Let me be once convinced that St. Paul, with the elders of
an Apostolic Church, knowingly and intentionally appended a palsy or a
consumption to the sentence of excommunication, and I shall be obliged
to reconsider my old opinion as to the anti-Christian principle of the
Romish Inquisition.
Ib. p. 114.
'A man that is a heretic, after the first and second admonition,
reject; knowing that he that is such, is subverted, and sinneth, being
condemned of himself'.--Tit. iii. 10, 11.

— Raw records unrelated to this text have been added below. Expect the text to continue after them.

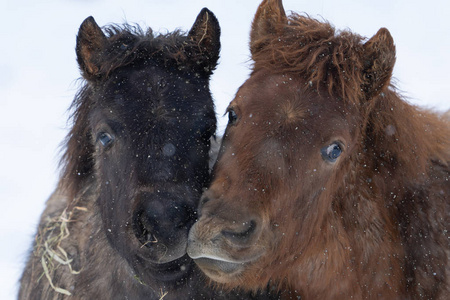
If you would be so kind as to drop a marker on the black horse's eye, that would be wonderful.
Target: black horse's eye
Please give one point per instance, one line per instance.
(105, 138)
(232, 117)
(332, 152)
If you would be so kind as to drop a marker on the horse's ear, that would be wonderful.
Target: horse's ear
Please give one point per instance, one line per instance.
(378, 61)
(205, 33)
(269, 16)
(90, 43)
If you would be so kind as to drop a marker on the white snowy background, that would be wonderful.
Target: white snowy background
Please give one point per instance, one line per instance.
(38, 79)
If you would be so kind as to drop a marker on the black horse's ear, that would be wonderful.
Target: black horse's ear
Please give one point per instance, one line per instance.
(378, 62)
(90, 43)
(268, 18)
(205, 33)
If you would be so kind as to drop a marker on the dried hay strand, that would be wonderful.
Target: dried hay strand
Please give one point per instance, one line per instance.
(48, 247)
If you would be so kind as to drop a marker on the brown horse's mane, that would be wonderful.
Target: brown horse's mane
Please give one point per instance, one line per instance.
(334, 61)
(316, 51)
(126, 45)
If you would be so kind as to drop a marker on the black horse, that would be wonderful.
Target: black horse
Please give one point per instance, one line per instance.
(135, 164)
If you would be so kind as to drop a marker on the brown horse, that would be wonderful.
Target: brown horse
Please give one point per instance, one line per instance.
(328, 183)
(135, 164)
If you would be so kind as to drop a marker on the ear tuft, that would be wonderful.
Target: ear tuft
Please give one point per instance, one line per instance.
(268, 17)
(378, 61)
(90, 43)
(205, 33)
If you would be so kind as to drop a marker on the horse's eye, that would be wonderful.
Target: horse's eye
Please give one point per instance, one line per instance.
(232, 117)
(105, 138)
(332, 152)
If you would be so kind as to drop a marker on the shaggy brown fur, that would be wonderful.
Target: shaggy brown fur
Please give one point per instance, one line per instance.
(135, 164)
(368, 221)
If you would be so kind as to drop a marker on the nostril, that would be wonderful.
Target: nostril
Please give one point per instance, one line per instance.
(143, 230)
(203, 201)
(242, 233)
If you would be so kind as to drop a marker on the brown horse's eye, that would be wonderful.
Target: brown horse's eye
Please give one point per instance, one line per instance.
(105, 139)
(332, 152)
(232, 117)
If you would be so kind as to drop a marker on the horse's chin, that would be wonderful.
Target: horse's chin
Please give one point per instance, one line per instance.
(219, 270)
(170, 271)
(160, 255)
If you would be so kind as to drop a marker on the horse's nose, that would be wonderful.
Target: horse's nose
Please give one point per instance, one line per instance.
(241, 232)
(161, 217)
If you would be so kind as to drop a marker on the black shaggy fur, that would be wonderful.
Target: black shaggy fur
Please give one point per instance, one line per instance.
(135, 164)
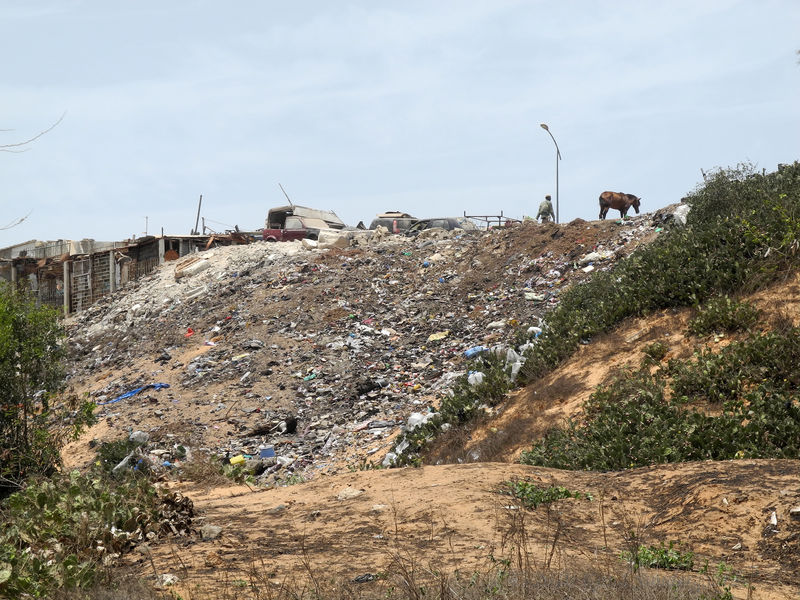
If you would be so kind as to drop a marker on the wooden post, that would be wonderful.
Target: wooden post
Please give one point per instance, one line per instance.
(67, 288)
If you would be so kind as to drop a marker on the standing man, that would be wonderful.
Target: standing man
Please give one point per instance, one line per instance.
(546, 210)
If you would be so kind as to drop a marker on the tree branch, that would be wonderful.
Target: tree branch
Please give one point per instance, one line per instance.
(18, 147)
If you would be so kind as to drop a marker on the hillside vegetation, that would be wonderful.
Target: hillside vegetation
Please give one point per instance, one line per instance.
(741, 235)
(738, 400)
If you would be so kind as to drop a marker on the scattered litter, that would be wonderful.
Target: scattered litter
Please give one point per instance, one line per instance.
(155, 386)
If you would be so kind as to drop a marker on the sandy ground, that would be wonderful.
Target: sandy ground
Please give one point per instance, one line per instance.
(448, 516)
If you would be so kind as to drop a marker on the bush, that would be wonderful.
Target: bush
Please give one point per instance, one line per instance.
(532, 495)
(36, 418)
(56, 534)
(741, 233)
(660, 557)
(721, 314)
(632, 423)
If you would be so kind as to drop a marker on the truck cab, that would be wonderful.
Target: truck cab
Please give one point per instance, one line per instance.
(287, 223)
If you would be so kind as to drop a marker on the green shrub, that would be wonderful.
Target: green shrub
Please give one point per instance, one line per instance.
(463, 403)
(631, 423)
(741, 234)
(36, 419)
(660, 557)
(722, 314)
(56, 534)
(656, 351)
(532, 495)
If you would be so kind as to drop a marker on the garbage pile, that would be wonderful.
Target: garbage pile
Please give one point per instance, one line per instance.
(293, 360)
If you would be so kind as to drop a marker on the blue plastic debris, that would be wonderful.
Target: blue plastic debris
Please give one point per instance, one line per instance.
(474, 351)
(155, 386)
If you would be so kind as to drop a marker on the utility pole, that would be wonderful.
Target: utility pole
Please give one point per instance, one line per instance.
(197, 220)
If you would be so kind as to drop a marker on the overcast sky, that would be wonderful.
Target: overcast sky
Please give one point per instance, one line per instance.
(432, 108)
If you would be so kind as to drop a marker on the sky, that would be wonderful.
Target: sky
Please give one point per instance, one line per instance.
(431, 108)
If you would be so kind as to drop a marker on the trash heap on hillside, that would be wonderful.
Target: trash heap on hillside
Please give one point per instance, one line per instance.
(295, 360)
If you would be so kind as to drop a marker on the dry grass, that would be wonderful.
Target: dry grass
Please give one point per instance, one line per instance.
(204, 470)
(522, 568)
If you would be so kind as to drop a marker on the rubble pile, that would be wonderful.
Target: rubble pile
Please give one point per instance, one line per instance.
(296, 360)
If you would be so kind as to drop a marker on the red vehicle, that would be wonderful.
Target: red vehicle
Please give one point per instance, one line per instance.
(287, 223)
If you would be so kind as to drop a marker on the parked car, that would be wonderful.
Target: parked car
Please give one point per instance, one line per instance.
(286, 223)
(394, 221)
(448, 223)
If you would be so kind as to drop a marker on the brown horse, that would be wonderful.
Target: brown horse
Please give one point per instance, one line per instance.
(618, 201)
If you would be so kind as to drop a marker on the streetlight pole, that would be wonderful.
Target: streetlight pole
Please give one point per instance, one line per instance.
(558, 158)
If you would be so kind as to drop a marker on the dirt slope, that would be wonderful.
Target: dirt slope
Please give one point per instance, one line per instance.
(450, 517)
(301, 306)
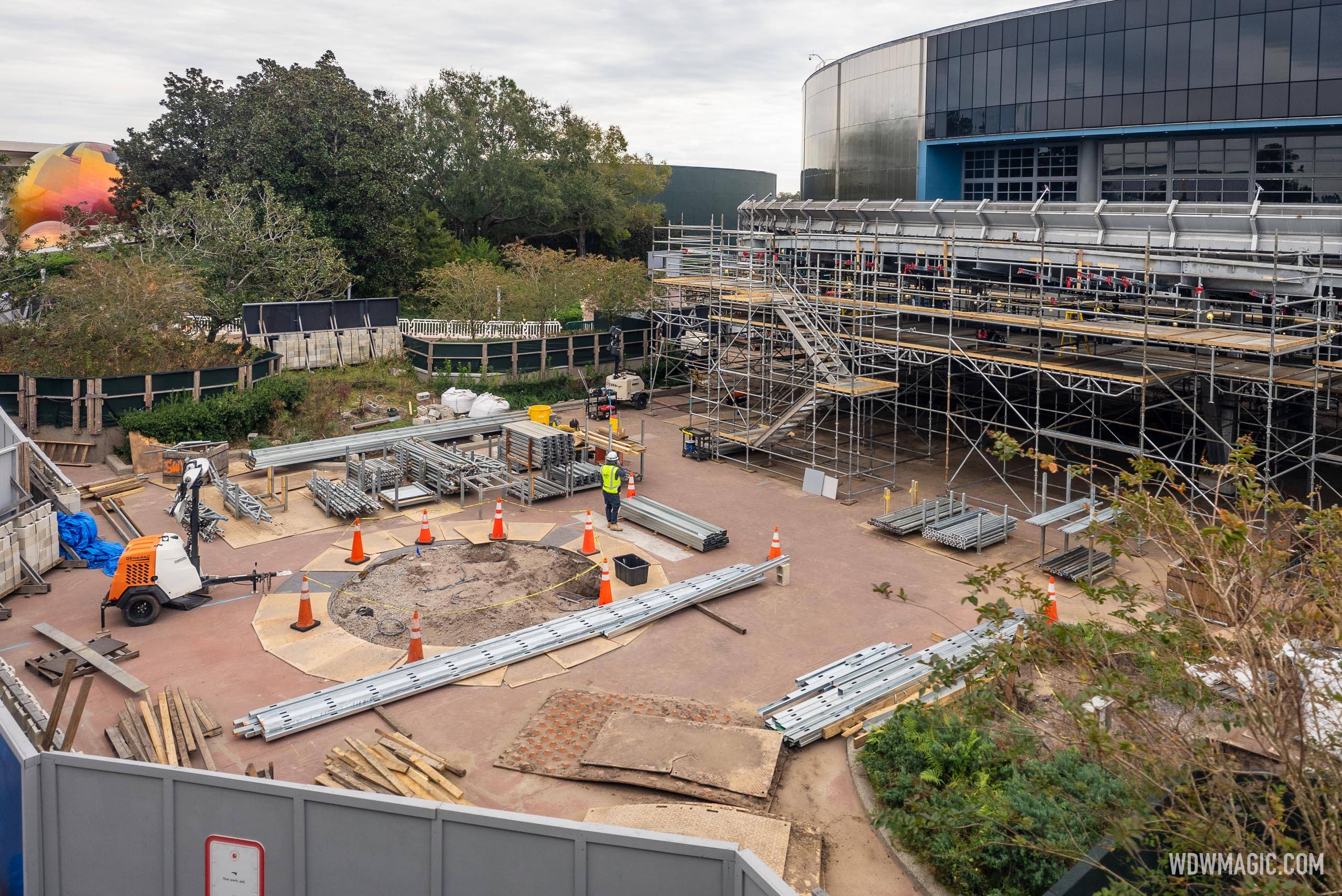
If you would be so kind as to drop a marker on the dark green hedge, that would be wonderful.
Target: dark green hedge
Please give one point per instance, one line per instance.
(226, 418)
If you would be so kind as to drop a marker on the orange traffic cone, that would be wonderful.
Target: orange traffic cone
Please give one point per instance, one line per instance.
(305, 612)
(356, 550)
(416, 652)
(588, 537)
(604, 596)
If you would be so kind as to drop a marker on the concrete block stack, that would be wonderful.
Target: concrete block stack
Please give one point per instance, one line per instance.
(322, 351)
(11, 574)
(387, 343)
(34, 536)
(356, 346)
(291, 349)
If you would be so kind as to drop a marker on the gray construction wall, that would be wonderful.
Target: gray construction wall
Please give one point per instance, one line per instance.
(696, 193)
(109, 827)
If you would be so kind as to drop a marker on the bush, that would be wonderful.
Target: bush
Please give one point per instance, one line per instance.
(988, 817)
(226, 418)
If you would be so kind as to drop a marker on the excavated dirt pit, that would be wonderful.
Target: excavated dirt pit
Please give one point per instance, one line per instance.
(456, 612)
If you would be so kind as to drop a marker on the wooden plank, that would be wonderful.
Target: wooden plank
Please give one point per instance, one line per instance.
(178, 730)
(348, 780)
(193, 720)
(155, 737)
(181, 714)
(132, 737)
(166, 729)
(92, 658)
(439, 780)
(377, 763)
(415, 789)
(209, 724)
(68, 739)
(430, 754)
(142, 731)
(118, 744)
(388, 758)
(54, 717)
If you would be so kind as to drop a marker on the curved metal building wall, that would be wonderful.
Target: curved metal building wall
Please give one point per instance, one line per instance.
(1120, 100)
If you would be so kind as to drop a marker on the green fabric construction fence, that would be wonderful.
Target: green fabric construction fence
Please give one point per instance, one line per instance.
(93, 403)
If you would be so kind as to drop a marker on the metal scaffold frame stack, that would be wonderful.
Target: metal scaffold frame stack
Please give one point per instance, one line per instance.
(851, 336)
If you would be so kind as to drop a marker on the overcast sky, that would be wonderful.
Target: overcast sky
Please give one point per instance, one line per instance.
(690, 82)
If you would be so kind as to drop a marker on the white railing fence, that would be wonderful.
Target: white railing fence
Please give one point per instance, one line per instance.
(481, 329)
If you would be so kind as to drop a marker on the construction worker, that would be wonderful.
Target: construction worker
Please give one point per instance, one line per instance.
(612, 482)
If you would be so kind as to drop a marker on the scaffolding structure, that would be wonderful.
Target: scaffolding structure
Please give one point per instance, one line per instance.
(846, 337)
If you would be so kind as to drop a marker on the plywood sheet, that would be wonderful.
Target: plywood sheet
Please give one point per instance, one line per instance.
(583, 651)
(730, 757)
(535, 670)
(764, 836)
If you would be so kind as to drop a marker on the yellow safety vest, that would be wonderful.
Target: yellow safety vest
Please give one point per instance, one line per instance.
(611, 479)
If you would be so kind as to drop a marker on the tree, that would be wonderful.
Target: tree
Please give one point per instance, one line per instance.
(602, 187)
(112, 314)
(463, 290)
(245, 245)
(313, 135)
(480, 150)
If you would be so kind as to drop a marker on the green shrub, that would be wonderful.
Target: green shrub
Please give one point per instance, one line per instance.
(224, 418)
(988, 817)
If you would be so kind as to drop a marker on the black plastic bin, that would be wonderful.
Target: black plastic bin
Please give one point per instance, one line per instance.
(631, 569)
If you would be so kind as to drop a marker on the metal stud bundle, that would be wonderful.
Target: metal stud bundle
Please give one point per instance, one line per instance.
(365, 443)
(535, 444)
(1079, 565)
(238, 499)
(611, 620)
(975, 528)
(835, 693)
(917, 518)
(673, 523)
(372, 473)
(341, 498)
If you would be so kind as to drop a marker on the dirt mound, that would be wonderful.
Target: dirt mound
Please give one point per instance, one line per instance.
(462, 593)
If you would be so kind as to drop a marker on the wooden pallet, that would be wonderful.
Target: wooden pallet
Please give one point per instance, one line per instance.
(50, 665)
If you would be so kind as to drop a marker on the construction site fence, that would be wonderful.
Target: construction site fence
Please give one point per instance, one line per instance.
(56, 839)
(567, 351)
(93, 403)
(486, 329)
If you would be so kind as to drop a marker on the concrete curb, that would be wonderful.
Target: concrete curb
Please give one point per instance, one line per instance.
(918, 873)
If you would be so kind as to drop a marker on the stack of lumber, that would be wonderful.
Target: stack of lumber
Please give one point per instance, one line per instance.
(117, 487)
(166, 730)
(394, 765)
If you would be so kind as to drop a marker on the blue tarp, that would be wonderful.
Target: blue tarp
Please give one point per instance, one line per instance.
(81, 533)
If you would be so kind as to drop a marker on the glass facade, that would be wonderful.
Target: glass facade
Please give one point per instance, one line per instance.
(1111, 65)
(1022, 173)
(1137, 62)
(1298, 168)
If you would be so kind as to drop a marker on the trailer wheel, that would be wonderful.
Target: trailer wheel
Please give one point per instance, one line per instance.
(140, 609)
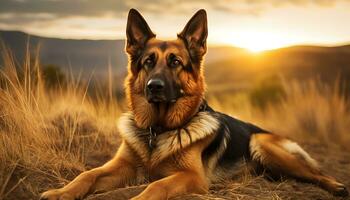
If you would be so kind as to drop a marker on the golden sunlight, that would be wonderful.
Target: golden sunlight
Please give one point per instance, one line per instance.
(261, 41)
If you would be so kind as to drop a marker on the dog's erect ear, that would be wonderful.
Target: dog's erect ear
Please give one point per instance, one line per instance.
(137, 32)
(195, 34)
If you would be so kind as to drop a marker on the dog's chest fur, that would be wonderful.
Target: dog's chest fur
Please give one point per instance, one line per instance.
(168, 143)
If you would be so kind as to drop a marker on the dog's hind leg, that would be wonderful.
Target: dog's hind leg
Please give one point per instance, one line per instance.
(282, 156)
(115, 173)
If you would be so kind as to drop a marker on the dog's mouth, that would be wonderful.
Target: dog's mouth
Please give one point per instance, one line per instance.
(160, 99)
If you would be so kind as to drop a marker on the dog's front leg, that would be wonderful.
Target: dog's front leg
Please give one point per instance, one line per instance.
(180, 183)
(115, 173)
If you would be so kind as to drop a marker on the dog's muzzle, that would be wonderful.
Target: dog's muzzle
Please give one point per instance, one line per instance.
(160, 91)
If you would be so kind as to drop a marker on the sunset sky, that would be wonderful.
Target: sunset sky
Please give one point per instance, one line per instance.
(252, 24)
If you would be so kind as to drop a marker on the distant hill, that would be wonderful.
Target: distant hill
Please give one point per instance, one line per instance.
(78, 55)
(227, 68)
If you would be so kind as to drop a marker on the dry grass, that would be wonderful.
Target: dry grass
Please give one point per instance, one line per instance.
(51, 135)
(48, 132)
(309, 111)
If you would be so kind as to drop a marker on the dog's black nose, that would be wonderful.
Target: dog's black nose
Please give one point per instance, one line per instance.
(155, 85)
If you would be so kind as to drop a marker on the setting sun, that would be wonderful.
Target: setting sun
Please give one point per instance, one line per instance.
(260, 41)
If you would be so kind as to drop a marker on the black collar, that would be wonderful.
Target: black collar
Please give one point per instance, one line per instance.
(156, 130)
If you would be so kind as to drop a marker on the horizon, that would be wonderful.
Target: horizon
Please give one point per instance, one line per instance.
(210, 44)
(254, 25)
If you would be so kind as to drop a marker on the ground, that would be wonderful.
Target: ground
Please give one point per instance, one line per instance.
(334, 162)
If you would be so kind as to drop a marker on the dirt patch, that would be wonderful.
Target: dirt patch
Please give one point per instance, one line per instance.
(334, 162)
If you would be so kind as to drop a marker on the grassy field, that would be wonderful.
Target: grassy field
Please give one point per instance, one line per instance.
(50, 135)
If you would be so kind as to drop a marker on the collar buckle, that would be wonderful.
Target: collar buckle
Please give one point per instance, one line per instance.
(152, 138)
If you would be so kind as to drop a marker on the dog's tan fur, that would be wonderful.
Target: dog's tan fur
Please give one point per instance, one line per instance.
(176, 165)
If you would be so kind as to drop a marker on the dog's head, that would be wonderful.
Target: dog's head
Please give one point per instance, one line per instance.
(165, 84)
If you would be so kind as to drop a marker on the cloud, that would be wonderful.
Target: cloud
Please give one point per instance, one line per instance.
(33, 14)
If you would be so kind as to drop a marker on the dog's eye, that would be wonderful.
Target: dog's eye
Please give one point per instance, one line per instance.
(175, 62)
(148, 62)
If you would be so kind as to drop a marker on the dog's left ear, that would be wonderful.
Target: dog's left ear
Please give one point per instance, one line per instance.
(195, 35)
(137, 33)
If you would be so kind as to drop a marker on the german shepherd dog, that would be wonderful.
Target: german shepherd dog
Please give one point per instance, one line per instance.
(172, 138)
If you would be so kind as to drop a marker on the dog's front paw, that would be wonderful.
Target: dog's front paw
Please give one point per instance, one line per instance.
(57, 194)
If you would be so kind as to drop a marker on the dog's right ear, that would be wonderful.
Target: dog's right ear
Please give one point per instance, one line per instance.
(137, 33)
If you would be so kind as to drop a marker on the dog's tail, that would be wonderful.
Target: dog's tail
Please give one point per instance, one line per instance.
(285, 157)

This text would be among my minor arguments for doubting the Paulinity
of the Epistle to Titus. It seems to me to breathe the spirit of a later
age, and a more established Church power.
Ib.
Not every one that mistakes in judgment, though in matters of great
importance, in points fundamental, but he that openly espouses such
fundamental error. * * Dr. Whitby adds to the definition, the
espousing it out of disgust, pride, envy, or some worldly principle,
and against his conscience.
Whitby went too far; Waterland not far enough. Every schismatic is not
necessarily a heretic; but every heretic is virtually a schismatic. As
to the meaning of [Greek: autokatakritos], Waterland surely makes too
much of a very plain matter. What was the sentence passed on a heretic?
A public declaration that he was no longer a member of--that is, of one
faith with--the Church. This the man himself, after two public notices,
admits and involves in the very act of persisting.